- Type: Shivalinga
- Classification: Hinduism
- Region: Mithila
- Founder: Acharya Kishor Kunal
- Origin: 17 January 2026 Kaithwalia

= Sahasralingam Shivalinga, Kaithwalia =

Grand Shivalinga in Bihar, India

Sahasralingam Shivalinga (Maithili: सहस्त्रलिंगम शिवलिंग) in Kaithwalia is a grand Shivalinga established at the premises of the Virat Ramayana Mandir in the Mithila region of India. It is located at Janaki Nagar village in Kaithwalia of the East Champaran district in the state of Bihar in India. It is the tallest Shivalinga in the world. Its height is 33 feet. It was established on 17 January 2026 in the presence of the chief minister Nitish Kumar of the state. The location is situated near the under-construction Ram Janaki Path highway passing through the East Champaran district. The highway connects to legendary cities Ayodhya in Uttar Pradesh and Janakpur in the Mithila region.

== Description ==
On the surface of the grand Sahasralingam, 1008 smaller Shivalingas have also been carved. The weight of the grand Shivalinga is about 210 metric tonnes. It is made from a colossal black-granite monolith.
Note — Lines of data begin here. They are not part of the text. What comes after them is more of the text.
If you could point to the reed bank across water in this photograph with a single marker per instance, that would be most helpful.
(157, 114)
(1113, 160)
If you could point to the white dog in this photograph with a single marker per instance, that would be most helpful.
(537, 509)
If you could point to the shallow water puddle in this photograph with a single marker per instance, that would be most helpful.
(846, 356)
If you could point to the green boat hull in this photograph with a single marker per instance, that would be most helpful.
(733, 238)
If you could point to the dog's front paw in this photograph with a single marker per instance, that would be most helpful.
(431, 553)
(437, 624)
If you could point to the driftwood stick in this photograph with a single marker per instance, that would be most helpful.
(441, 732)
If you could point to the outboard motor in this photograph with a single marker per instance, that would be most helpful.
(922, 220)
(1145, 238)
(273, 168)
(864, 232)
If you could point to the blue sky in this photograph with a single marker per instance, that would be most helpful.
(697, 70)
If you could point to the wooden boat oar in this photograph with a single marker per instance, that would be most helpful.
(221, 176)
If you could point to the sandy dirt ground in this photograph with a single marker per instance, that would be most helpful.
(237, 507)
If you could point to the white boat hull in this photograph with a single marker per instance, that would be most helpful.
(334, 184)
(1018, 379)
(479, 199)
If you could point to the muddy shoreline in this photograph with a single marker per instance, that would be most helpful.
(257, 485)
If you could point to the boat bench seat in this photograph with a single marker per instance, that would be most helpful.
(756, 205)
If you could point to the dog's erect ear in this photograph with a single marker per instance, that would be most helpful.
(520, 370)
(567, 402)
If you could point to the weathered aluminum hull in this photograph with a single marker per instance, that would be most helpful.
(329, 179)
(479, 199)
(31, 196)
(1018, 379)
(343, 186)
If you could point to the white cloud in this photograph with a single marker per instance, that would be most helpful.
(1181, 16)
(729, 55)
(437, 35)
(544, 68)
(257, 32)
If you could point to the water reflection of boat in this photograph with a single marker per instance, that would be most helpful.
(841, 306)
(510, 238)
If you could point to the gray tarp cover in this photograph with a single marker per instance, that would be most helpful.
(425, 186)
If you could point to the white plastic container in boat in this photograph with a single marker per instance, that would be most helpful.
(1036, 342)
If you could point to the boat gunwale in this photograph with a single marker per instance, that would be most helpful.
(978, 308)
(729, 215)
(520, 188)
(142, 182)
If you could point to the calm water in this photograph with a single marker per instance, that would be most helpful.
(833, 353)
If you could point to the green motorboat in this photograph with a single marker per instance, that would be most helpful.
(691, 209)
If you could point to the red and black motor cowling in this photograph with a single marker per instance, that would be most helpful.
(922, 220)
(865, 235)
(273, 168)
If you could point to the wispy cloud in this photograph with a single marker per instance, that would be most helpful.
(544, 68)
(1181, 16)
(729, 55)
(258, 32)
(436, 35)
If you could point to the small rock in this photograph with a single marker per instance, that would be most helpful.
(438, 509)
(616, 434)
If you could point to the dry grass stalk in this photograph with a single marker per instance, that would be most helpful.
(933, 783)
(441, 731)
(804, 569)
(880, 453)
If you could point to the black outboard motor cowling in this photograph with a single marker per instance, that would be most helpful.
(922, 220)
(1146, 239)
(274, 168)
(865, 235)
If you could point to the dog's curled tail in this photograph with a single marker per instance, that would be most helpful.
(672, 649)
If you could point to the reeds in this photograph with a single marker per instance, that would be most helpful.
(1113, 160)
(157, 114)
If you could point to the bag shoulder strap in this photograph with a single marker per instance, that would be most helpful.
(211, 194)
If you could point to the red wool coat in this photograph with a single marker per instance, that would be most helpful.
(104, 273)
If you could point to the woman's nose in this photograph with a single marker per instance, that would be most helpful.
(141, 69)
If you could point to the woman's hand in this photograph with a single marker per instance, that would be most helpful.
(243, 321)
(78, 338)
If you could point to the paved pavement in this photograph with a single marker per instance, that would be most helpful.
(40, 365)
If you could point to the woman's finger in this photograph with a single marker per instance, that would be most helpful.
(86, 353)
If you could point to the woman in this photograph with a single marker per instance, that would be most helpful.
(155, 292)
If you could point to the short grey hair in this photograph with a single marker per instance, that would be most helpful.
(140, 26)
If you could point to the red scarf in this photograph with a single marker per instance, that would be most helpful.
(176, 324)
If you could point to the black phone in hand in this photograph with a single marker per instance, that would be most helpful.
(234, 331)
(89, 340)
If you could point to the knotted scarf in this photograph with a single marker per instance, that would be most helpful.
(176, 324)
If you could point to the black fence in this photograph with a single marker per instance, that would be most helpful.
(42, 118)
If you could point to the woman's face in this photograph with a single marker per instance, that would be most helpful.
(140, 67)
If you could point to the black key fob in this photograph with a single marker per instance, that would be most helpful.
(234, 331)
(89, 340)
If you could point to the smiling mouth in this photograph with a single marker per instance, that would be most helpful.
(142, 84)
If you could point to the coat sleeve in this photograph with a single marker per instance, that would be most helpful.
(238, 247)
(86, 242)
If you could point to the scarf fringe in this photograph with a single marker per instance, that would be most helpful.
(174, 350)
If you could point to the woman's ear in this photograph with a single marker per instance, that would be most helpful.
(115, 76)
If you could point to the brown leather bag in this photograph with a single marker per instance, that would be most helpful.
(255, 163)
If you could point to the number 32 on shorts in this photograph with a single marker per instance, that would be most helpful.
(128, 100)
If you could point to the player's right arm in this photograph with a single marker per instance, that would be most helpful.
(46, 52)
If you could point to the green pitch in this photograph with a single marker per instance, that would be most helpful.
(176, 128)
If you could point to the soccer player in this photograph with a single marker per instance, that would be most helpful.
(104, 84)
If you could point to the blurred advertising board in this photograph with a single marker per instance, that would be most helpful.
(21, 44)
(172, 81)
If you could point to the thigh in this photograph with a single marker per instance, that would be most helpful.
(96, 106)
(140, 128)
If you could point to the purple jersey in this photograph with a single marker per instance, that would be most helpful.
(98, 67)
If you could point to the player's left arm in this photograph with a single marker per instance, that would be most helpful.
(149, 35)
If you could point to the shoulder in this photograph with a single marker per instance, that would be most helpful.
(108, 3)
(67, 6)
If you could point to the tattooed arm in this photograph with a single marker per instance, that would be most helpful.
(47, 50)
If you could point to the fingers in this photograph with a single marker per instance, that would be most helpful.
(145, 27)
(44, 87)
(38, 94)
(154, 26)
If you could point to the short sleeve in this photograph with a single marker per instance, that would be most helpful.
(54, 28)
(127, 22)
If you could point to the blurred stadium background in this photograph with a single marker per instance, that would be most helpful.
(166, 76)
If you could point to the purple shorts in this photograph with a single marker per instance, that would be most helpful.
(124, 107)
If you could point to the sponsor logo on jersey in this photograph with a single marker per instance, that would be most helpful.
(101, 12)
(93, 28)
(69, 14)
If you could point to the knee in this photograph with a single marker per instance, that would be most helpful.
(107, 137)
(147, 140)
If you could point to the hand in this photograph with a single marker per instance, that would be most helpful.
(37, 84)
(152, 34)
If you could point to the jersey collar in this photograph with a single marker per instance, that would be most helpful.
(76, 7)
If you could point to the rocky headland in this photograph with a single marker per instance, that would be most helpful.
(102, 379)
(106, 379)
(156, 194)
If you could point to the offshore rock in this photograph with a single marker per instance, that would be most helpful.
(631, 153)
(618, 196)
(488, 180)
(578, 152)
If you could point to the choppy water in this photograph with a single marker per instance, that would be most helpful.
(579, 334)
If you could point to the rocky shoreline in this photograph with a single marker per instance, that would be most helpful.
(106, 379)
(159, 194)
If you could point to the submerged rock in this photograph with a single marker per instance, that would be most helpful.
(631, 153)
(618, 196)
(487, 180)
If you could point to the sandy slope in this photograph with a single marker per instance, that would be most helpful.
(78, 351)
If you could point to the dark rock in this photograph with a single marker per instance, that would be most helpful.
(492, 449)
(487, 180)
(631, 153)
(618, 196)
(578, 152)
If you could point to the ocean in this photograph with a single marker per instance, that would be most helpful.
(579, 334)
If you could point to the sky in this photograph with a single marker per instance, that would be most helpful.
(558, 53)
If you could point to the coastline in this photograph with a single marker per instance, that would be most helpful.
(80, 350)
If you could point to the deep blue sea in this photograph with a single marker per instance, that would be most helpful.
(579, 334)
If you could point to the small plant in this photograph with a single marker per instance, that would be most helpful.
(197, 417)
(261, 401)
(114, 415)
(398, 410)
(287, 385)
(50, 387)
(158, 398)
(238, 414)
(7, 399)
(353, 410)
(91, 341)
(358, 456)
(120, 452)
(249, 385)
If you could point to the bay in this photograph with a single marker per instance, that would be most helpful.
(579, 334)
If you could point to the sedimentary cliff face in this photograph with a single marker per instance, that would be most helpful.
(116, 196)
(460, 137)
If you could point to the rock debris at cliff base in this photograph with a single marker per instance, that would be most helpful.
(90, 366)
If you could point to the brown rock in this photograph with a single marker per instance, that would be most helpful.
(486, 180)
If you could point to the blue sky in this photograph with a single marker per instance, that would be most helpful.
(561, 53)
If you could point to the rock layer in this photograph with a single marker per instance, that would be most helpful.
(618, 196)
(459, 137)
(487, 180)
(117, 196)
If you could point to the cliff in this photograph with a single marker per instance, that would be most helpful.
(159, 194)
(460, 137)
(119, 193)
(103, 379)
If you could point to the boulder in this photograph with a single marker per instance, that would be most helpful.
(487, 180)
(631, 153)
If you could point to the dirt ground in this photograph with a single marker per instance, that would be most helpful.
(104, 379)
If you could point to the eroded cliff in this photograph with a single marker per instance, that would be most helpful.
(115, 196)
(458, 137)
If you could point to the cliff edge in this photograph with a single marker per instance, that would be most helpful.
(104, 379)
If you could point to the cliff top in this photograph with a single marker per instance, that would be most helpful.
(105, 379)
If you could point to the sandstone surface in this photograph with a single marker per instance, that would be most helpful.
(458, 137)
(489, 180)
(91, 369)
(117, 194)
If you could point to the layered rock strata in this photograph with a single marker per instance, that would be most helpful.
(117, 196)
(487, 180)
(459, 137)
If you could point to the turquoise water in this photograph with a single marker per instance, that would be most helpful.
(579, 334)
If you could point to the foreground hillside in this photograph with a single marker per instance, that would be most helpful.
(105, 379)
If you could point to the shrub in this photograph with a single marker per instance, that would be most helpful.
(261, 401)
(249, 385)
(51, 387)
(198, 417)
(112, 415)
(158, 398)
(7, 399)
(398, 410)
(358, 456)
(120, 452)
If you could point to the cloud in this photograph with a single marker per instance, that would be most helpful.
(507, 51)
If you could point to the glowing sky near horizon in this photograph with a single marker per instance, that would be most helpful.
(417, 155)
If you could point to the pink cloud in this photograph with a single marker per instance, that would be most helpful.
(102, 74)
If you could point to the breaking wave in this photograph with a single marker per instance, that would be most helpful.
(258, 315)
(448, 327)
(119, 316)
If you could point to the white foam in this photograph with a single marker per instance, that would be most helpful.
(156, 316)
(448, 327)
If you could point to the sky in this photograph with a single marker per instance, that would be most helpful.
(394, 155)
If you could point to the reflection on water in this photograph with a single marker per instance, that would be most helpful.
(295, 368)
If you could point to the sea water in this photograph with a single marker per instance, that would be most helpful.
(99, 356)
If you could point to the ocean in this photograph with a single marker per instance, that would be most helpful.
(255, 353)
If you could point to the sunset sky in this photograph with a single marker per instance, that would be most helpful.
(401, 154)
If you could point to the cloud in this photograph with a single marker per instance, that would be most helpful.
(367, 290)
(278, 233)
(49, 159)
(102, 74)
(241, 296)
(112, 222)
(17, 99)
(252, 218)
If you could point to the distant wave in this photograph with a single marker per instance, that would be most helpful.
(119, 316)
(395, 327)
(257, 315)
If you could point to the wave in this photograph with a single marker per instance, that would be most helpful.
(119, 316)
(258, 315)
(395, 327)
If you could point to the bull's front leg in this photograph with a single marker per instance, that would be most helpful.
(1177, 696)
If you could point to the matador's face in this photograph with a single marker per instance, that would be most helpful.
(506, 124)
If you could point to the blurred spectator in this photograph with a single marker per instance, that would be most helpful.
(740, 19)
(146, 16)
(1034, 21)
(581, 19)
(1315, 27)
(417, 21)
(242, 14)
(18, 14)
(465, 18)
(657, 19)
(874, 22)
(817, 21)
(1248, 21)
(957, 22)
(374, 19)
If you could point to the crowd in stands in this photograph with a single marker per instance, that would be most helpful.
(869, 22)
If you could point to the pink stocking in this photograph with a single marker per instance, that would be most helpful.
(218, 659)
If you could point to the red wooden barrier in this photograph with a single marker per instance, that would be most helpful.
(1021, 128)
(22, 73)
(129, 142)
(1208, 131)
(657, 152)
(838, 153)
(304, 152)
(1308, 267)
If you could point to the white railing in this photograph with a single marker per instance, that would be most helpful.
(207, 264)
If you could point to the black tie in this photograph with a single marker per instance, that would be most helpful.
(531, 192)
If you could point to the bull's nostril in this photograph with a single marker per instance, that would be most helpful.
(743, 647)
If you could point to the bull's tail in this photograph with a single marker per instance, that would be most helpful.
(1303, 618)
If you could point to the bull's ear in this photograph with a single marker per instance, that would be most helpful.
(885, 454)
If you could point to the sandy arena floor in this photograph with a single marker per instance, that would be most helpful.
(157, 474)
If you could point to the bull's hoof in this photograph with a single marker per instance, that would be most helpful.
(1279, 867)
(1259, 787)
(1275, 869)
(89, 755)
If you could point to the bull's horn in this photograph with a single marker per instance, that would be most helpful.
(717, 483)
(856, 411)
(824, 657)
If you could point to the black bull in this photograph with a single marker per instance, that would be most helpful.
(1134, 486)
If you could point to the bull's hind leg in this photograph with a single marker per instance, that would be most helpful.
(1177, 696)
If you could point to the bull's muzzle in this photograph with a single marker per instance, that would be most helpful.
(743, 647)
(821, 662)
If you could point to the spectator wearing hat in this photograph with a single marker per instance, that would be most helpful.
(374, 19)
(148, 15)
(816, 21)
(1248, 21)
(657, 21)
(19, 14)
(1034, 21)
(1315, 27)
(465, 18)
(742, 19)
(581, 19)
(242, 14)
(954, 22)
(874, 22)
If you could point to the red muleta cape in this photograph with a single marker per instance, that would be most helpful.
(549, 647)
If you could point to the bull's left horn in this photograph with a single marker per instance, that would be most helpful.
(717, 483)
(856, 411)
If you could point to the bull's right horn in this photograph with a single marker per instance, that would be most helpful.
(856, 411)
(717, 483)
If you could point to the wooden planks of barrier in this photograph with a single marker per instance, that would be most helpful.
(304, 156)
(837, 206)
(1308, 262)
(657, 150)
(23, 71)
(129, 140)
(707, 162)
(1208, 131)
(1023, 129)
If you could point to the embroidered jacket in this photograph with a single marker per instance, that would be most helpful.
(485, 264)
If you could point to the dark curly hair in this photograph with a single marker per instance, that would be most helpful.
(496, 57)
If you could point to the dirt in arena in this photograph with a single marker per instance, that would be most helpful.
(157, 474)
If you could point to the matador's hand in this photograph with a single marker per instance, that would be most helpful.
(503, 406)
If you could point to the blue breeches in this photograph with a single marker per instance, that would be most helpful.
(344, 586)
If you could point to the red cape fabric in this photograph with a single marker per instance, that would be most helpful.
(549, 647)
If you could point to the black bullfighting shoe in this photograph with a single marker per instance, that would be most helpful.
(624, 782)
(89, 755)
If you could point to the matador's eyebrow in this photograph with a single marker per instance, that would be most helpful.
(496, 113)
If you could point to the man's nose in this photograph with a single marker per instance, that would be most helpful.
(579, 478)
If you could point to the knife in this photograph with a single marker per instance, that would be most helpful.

The grand Shivalinga is divided into three parts. They are Brahma, Vishnu and Mahesh. The first part of the Shivalinga represents Lord Brahma, the middle part represents Lord Vishnu, and the top part represents Lord Shiva.

== History ==
The idea of building such a grand Shivalinga was initiated 10 years ago by Acharya Kishor Kunal of the Mahavir Mandir Trust. It was built by the Bihar Religious Trust Board, whose chairman at the time was Ashok Kunal.

The grand Shivalinga was constructed at Pattikadu village near Mahabalipuram town of the Chengalpattu district in the state of Tamil Nadu in India. It was constructed in the supervision of the sculptor Hemlata Devi and her son Vinayak Baikat Raman by a team of craftsmen. The construction of the Shivalinga was completed in November month of the year 2025. After that it was loaded on a heavy lorry to send at the Virat Ramayana Mandir in Bihar. The heavy lorry was departed on 12 November 2025 from the Mahabalipuram town in Tamil Nadu to Bihar. It took 46 days to reach at the location of the temple in Bihar.

The Sahasralingam Shivalinga was installed and inaugurated on the occasion of Narak Nivaran Chaturdashi on 17 January 2026. On the occasion of the installation of the Shivalinga, a grand religious ceremony was organised at the campus of the temple. The religious ceremony was conducted according to the Vedic rituals and practices in Hinduism. The MP Shambhavi Chaudhary from Samastipur and her husband Sayan Kunal attended the religious ceremony as Yajman.